Another flawed analysis, all the money to pay the interest is included in the original loan. The interest is paid up front. Your very first payment is 98% interest and 2% loan capital. The 2% returns to the blue sky money heaven from which the banks created it out of nothing more than your ability to repay the loan.

The OTHER 98% is the BANKSTERS profit that he spends back into the pool of money that is our monetary economy.

Through your labor over the next month you will earn enough from that pool of money to make your next payment and the bankster will then spend his cut of 97.8% back into that same pool of money.

A better system than the banksters debt-based money is the system our constitution mandates. A wealth based system of gold and silver coins. The current system of paper FRN's are a lie by no good thieves when they call them dollars.

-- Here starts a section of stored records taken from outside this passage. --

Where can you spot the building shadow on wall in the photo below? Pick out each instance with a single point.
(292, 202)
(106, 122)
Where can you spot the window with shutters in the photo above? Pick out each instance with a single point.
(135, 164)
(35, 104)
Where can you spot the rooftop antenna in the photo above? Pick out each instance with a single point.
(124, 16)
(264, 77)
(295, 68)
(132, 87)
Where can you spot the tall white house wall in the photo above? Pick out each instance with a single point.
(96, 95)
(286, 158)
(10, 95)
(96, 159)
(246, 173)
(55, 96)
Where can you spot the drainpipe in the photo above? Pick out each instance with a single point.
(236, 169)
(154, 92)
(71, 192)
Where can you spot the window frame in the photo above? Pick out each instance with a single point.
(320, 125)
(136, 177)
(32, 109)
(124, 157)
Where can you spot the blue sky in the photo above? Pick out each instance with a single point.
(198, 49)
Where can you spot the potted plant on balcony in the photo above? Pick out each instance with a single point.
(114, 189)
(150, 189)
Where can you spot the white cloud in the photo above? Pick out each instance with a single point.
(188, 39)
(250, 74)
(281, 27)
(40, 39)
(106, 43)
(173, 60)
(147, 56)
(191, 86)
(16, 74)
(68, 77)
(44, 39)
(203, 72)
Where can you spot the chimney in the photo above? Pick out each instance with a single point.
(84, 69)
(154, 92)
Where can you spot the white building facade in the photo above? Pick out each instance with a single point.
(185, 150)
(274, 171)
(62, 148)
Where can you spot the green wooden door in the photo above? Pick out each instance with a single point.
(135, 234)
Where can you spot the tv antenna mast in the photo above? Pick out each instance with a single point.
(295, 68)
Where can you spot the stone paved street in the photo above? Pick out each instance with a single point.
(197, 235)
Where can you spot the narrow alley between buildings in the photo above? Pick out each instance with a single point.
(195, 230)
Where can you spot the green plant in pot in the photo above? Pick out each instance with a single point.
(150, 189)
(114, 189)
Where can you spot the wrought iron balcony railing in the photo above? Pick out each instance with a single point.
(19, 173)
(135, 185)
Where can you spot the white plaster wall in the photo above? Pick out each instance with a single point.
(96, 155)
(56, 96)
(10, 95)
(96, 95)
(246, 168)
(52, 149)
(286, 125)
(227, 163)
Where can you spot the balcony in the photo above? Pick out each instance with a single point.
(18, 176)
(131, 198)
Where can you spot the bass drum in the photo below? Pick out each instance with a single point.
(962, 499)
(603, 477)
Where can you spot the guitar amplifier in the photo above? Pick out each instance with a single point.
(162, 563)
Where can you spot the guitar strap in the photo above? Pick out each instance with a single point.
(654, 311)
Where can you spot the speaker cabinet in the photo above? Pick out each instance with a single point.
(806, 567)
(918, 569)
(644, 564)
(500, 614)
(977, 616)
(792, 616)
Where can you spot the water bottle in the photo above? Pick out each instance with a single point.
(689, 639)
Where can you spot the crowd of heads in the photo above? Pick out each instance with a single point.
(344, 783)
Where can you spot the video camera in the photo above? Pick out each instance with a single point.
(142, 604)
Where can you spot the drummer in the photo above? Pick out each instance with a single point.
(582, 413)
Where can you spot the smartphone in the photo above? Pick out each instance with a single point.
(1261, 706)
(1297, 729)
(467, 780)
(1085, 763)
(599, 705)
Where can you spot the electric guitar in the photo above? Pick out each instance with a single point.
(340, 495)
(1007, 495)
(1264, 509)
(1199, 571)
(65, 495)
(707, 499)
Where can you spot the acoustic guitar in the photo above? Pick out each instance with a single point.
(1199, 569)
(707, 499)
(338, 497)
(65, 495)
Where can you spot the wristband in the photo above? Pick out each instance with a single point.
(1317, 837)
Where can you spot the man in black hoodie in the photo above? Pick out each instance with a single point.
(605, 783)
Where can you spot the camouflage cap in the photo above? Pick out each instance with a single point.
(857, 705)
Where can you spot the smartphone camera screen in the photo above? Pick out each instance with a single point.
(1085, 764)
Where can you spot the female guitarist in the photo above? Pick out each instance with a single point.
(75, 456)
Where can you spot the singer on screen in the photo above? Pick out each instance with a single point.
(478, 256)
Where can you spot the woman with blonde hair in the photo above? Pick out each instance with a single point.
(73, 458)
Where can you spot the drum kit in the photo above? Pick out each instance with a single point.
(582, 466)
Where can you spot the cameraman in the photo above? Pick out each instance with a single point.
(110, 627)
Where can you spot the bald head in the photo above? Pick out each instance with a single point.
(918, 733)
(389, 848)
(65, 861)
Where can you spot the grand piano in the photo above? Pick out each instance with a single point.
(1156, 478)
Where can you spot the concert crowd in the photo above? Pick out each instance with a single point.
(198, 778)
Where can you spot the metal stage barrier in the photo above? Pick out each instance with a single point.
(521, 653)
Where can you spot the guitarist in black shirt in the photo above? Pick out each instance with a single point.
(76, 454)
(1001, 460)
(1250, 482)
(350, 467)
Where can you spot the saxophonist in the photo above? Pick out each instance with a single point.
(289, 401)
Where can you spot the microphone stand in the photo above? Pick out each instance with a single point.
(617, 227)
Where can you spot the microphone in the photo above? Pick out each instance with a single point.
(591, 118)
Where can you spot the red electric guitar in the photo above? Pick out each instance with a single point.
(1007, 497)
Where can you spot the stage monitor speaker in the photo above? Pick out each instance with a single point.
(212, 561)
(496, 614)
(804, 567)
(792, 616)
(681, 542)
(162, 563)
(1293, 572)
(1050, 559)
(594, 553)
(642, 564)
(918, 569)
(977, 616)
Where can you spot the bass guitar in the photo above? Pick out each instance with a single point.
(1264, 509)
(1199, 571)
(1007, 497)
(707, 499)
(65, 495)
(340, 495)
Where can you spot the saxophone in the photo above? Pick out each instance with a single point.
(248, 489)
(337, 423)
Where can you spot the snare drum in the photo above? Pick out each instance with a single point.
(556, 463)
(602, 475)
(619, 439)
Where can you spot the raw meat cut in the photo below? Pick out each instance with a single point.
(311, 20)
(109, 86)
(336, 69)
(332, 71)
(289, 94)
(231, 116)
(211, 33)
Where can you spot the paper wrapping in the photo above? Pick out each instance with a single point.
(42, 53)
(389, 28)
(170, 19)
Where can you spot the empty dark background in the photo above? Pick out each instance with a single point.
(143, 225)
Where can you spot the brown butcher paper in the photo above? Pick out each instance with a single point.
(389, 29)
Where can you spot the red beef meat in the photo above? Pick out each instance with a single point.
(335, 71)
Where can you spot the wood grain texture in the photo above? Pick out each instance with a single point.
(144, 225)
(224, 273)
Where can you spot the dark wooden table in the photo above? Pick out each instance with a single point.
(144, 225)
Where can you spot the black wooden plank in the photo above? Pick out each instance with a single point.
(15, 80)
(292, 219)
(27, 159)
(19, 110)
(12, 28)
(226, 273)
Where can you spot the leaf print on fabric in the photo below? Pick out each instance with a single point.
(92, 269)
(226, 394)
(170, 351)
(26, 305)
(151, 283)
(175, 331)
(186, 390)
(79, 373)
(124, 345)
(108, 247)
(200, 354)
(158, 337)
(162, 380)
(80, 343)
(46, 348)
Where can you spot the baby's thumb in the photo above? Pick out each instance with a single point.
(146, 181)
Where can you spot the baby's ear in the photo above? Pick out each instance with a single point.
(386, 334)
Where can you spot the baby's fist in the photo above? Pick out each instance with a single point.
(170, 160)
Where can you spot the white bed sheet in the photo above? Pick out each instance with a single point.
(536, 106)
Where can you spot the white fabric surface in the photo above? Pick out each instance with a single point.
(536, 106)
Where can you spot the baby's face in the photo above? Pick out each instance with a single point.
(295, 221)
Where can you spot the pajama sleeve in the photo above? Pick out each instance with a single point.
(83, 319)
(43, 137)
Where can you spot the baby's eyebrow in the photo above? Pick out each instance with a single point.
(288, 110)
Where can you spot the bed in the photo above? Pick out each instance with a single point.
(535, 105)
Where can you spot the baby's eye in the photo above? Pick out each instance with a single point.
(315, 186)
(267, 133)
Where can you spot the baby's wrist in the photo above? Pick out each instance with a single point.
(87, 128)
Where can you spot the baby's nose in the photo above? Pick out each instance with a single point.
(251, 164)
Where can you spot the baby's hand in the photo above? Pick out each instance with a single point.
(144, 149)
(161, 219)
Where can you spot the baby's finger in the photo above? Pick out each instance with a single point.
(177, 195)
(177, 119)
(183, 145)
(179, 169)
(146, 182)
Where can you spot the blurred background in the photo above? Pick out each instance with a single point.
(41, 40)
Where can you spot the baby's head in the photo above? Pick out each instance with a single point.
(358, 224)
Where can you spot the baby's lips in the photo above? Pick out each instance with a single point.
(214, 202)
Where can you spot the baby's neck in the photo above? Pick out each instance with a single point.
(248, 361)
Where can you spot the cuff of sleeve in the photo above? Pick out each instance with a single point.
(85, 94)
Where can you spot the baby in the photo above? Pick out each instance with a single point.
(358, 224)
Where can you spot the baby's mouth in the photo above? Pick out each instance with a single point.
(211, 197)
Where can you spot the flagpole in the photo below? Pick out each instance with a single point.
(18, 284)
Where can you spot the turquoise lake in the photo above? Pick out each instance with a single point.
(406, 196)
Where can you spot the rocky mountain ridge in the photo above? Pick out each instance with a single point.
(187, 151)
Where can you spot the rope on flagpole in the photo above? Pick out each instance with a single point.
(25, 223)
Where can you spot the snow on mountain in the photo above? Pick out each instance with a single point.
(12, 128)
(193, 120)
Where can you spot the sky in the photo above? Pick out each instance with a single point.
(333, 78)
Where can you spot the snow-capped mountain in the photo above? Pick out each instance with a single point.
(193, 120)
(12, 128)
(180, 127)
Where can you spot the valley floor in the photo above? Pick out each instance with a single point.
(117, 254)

A Dollar is a unit of weight of pure silver.

The “DOLLAR” (from daalder, dahler, thaler, an abbreviation of Joachimsthaler) was a piece of money first coined, about the
year 1518, in the valley of St. Joachim, in Bohemia, Germany.

In the US, its definition used to be:

(a) A silver coin of the United States containing 371.25 grains of silver and 41.25 grains of alloy having a total weight of
412.5 grains.

(b) A gold coin of the United States containing 23.22 grains of gold and 2.58 grains of alloy having a total weight of 25.8
grains, nine-tenths fine (one ounce is 480 grains, so this is about $20 per ounce).

These two coins had different names, dollars and eagles and were to be coined by the people at any US Mint from bullion. This money supply was controlled by the people and not by the government. If there were too many coins of a given metal and their price in terms of what bullion was fetching the people had the right to melt those coins and sell them as bullion and conversely if bullion was cheap, they could have the US mint make coins for a small mintage fee.

Anonymous said...

I should be more careful when I post. In the early 1900's the banksters sought to remove silver from the Dollar and define a Dollar in terms of gold. Then they could corner the market on gold and controll the monetary system, something they couldn't do with silver, because there is just too much lilver available.

Excerpt from Franklin Sanders:

On this day in 1792 the US congress
passed the Coinage Act, which (under
the Constitution's authority) forever
& immutably set the standard "dollar"
at 371.25 grains of fine silver. The Act
provide for no gold coins denominated
in "dollars", but only Eagles, Half Eagles,
and Quarter Eagles valued at $10, $5, &
$2.50, establishing a "symmetallic" &
not a bimetallic or monometallic standard.
The system was most astutely designed
to allow a permanent silver dollar coin
as the basis of the currency, with periodic
adjustments of the gold coinage to allow
for the change in the gold/silver ratio
value at market. This was actually done in
the 1830s without cheating a single member
of the public.

Anonymous said...

I suggest your read The Theory of Money and Credit by Ludwig Von Mises if you really want to understand Money, Credit, and Inflation.

Anonymous said...

I just cant understand how u could bring all that explanation on such fallacies. first of all u are considering only a single activity of money burrowing. U have neglected the time value of money, inflation and other economic interactions in ur analysis. If ur analysis were true then how come with over 100 years of invention of compound interest we are not under crushing debt ?? .

Francois Tremblay said...

Because the government keeps printing more money.

Anonymous said...

Interest paid to the FED is *not* taken out of circulation. It goes to pay its operating expenses and the remainder is returned to the Treasury. Only the principal is taken out of circulation.

Usually when you think you've discovered something simple and obvious that a lot of smart people seem to have missed, it's because you're missing something.